Hydra is a member of the ancient phylum Cnidaria. Genome sequencing carried out for Hydra and other pre-bilaterian animals has revealed that the major signalling pathways governing embryonal development and cellular homeostasis in mammals, including Notch signalling, were already present in these early metazoans. Dysregulation of Notch-signalling leads to cancer and degenerative disease. In Hydra, blocking Notch-signalling inflicts a differentiation block in the interstitial stem cell lineage and causes severe disturbances of tissue patterning. Three signalling pathways have previously been shown to regulate the head to foot patterning in Hydra. These include the Wnt-pathway, BMP- and FGF-signalling. They are regulated by soluble ligands, which may establish gradients of signalling activity. In contrast, Notch signalling depends on direct cell contact and it causes a sharp switch in signalling states between two neighbouring cells. This allows the creation of boundaries between cells adapting opposite fates, e.g proliferating cells in the tentacle zone and differentiating cells in the tentacles. Hydra with its relatively simple body plan and its unique morphological plasticity in adult animals allows to dissect the molecular principles of integrating diffusible and contact dependent signals for shaping tissue patterns in animals. This is the long-term aim of this proposal. In the first period we want to identify Notch-target genes with the help of a transcriptome study and investigate their expression patterns. We may discover novel Notch-targets in Hydra with homologs in mammals. These could be relevant for developing new drug targets to combat Notch-dysfunction in humans. In addition, with the help of a Notch-signalling reporter, we want to detect the cells where Notch-signals are received during Hydra head regeneration and tentacle patterning. Integrating this information with semi-quantitative expression studies of Notch-ligand and receptor will explain how Notch cell-contact dependent signalling events are positioned by upstream factors to achieve the observed precision in patterning body structures in Hydra.

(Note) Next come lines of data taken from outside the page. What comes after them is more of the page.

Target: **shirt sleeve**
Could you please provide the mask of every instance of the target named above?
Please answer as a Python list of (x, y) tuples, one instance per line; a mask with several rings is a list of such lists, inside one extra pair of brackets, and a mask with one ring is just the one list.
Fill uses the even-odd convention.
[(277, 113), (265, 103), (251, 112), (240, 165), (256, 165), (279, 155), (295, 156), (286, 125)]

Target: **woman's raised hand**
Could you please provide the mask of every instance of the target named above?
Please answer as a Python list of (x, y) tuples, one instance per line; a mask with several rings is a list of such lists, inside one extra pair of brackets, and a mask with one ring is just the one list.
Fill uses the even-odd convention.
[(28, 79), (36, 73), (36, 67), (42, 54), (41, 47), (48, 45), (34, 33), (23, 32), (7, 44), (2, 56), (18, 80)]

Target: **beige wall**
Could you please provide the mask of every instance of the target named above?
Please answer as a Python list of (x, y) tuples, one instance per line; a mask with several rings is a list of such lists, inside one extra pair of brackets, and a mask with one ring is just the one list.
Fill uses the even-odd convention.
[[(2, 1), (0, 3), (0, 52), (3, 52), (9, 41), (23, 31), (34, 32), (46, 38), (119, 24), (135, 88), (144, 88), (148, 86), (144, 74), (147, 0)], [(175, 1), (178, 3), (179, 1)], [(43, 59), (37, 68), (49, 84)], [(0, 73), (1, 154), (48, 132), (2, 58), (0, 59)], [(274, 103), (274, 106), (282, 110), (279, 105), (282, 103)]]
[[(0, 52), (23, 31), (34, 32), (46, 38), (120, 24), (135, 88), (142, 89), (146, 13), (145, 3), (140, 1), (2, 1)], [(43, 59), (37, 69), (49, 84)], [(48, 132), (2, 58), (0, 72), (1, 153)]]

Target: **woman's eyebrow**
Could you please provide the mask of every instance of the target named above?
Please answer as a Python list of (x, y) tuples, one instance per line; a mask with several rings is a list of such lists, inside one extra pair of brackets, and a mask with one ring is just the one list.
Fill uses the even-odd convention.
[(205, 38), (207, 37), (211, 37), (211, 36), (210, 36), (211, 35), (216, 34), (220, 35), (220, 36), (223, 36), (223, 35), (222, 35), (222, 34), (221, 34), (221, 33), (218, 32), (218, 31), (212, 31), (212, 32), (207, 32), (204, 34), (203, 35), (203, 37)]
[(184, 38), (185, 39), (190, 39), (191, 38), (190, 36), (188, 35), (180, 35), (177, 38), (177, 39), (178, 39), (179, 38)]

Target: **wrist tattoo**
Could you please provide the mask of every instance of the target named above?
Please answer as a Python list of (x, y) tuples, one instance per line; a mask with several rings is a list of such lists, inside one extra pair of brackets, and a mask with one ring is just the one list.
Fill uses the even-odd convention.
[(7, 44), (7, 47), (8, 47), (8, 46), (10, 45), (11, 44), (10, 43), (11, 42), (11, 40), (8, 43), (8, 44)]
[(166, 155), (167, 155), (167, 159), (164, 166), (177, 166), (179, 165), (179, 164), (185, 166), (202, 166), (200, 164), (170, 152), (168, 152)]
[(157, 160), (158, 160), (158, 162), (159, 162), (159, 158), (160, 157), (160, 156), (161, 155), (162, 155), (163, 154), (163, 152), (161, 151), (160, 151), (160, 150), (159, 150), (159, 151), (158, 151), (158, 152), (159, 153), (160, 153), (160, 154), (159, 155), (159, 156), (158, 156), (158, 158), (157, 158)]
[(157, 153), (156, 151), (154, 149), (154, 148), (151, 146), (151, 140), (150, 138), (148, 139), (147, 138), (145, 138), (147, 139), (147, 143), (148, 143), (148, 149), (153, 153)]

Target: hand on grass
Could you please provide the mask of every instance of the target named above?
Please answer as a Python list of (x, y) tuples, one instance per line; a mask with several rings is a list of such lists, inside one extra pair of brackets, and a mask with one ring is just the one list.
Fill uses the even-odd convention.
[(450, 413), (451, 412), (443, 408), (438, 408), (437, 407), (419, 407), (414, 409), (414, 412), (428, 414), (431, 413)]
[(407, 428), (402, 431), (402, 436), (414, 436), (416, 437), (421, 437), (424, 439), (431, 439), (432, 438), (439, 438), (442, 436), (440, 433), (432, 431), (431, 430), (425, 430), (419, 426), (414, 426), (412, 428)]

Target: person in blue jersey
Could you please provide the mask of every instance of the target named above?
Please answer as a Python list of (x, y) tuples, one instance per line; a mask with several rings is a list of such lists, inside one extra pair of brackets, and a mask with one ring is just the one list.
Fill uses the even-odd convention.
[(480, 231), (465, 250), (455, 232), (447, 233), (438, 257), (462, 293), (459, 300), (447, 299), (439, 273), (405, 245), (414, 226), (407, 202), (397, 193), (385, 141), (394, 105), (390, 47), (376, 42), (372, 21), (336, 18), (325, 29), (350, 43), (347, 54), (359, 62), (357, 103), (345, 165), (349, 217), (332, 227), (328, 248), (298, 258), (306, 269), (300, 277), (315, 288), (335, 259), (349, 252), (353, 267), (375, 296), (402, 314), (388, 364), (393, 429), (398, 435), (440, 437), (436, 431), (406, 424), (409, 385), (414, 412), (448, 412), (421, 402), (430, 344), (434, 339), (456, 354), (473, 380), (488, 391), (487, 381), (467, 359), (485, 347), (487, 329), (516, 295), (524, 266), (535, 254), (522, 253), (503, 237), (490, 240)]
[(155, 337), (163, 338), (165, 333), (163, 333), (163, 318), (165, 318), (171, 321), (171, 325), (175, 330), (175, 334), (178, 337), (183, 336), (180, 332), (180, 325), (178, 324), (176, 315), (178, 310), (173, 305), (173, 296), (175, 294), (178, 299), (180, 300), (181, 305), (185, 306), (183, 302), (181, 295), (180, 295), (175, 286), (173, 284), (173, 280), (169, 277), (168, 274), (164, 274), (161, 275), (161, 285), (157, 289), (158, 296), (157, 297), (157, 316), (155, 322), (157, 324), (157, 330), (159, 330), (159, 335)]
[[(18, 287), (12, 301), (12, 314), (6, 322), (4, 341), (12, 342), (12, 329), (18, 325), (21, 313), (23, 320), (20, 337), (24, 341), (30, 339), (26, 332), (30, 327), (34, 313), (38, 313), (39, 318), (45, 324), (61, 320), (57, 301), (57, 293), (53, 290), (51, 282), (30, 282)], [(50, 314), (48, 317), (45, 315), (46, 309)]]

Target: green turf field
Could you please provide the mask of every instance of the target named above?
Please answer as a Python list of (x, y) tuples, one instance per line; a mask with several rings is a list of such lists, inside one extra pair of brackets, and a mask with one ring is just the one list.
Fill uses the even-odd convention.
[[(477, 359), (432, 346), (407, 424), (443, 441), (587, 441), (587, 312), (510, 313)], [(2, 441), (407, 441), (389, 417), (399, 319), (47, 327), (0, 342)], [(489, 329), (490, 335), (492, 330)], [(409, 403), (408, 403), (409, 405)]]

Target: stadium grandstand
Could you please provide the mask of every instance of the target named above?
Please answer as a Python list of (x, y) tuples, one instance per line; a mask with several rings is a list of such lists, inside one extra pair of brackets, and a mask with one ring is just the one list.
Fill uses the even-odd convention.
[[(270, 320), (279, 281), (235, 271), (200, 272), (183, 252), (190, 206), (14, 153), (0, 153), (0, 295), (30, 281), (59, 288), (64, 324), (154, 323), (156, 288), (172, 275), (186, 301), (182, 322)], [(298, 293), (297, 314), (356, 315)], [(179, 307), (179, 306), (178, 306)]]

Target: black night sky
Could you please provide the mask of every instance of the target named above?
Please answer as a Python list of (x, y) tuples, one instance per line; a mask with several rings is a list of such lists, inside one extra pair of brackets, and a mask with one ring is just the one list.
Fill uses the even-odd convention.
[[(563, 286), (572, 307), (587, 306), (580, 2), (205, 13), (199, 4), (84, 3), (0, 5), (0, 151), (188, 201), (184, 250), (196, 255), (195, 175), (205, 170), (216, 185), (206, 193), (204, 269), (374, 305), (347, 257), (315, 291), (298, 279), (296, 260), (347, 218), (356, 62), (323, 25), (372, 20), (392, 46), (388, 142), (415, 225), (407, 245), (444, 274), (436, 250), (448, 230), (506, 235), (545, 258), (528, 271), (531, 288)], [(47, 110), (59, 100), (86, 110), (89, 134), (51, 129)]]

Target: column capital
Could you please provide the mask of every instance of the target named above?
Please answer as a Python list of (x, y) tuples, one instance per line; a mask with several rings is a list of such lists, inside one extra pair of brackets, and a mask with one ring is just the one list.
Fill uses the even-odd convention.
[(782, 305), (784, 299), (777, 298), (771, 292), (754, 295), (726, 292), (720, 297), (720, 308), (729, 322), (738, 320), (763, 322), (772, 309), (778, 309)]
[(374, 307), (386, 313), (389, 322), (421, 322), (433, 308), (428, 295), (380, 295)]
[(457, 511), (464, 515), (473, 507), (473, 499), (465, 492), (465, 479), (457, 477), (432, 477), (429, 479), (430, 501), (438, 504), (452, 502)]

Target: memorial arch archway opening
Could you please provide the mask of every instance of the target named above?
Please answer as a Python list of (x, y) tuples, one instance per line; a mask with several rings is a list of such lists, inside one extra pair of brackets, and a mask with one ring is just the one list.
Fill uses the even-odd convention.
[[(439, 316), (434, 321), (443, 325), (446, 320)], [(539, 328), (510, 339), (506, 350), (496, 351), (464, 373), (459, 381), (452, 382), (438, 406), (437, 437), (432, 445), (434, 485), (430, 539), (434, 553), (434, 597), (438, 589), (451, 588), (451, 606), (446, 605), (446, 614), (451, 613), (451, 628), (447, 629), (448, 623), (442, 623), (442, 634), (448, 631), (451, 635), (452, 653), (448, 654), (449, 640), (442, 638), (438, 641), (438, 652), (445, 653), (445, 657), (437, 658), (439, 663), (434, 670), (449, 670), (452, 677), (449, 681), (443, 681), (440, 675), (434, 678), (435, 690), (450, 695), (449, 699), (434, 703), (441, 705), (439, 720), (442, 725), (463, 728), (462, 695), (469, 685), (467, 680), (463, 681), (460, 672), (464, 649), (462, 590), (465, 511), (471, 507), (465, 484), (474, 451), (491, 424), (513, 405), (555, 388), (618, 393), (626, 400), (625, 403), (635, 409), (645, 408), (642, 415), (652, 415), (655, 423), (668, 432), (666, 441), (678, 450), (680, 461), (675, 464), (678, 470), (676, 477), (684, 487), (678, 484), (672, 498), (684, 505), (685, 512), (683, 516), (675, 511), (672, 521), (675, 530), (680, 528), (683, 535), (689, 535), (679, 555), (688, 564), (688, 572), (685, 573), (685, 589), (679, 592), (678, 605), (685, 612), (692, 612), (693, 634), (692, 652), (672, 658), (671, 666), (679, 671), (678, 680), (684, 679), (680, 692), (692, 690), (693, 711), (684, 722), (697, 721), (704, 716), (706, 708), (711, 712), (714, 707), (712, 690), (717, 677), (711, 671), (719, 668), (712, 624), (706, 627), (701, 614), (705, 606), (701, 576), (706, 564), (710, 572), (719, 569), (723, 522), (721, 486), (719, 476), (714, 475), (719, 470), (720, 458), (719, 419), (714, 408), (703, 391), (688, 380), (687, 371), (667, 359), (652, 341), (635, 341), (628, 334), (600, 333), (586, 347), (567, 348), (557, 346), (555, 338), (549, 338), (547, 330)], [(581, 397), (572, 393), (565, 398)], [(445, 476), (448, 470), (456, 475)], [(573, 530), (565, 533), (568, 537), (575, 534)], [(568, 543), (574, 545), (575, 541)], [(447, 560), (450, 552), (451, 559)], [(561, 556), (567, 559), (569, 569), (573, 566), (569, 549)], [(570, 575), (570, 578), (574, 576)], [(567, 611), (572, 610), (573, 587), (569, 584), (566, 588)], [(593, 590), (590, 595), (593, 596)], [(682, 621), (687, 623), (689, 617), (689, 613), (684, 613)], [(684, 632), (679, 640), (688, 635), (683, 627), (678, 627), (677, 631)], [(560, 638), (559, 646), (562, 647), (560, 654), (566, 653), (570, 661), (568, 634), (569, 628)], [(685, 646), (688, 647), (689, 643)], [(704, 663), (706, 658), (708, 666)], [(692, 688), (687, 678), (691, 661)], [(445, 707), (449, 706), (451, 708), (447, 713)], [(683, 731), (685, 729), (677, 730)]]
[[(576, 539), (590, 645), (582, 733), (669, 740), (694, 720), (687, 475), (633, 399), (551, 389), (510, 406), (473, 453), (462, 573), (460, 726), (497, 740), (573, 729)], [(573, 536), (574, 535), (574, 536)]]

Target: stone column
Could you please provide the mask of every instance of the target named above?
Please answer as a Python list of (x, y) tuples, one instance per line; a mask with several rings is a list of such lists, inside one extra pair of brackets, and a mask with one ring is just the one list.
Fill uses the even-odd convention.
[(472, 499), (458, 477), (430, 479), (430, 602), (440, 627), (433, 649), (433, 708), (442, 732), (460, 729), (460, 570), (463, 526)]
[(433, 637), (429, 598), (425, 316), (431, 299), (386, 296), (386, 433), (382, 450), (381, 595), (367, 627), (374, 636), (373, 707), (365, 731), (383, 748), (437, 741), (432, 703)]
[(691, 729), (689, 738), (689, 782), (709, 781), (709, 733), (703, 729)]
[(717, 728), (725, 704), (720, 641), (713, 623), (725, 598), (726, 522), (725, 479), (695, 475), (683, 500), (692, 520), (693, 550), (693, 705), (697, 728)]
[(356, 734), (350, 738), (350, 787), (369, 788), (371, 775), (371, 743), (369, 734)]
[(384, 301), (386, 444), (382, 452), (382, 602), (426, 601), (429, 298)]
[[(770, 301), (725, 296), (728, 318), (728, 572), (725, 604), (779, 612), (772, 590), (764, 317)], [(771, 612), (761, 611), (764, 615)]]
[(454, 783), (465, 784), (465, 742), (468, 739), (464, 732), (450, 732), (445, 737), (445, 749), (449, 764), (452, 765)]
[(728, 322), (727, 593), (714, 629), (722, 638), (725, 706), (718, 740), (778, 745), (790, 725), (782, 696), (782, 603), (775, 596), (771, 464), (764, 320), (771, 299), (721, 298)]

九头蛇是古老的蛇床门的一员。对九头蛇和其他双侧前动物进行的基因组测序显示，控制哺乳动物胚胎发育和细胞内稳的主要信号通路，包括Notch信号，已经存在于这些早期的后生动物中。Notch信号的失调会导致癌症和退行性疾病。在九头蛇中，阻断Notch信号会导致间质干细胞谱系的分化障碍，并导致严重的组织模式紊乱。此前已有三条信号通路被证明可以调节九头蛇头到脚的模式。这些信号包括Wnt通路、BMP信号和成纤维细胞生长因子信号。它们受可溶性配体的调节，这可能会建立信号活动的梯度。相比之下，Notch信令依赖于直接的细胞接触，它导致两个相邻细胞之间信号状态的急剧切换。这允许在适应相反命运的细胞之间建立边界，例如触须区域中的增殖细胞和触须中的分化细胞。九头蛇以其相对简单的身体结构和在成年动物中独特的形态可塑性，允许剖析整合可扩散和接触依赖的信号以塑造动物组织模式的分子原理。这是这项建议的长期目标。在第一阶段，我们希望借助转录组研究来鉴定Notch靶基因，并研究它们的表达模式。我们可能会在九头蛇中发现新的Notch靶点，并在哺乳动物中发现同源物。这些可能与开发对抗人类Notch功能障碍的新药靶点有关。此外，在Notch信号报告的帮助下，我们想要检测在九头蛇头部再生和触角模式形成过程中接收到Notch信号的细胞。将这些信息与Notch配体和受体的半定量表达研究相结合，将解释Notch细胞接触依赖的信号事件如何由上游因素定位，以实现在九头蛇身体结构模式中观察到的精确度。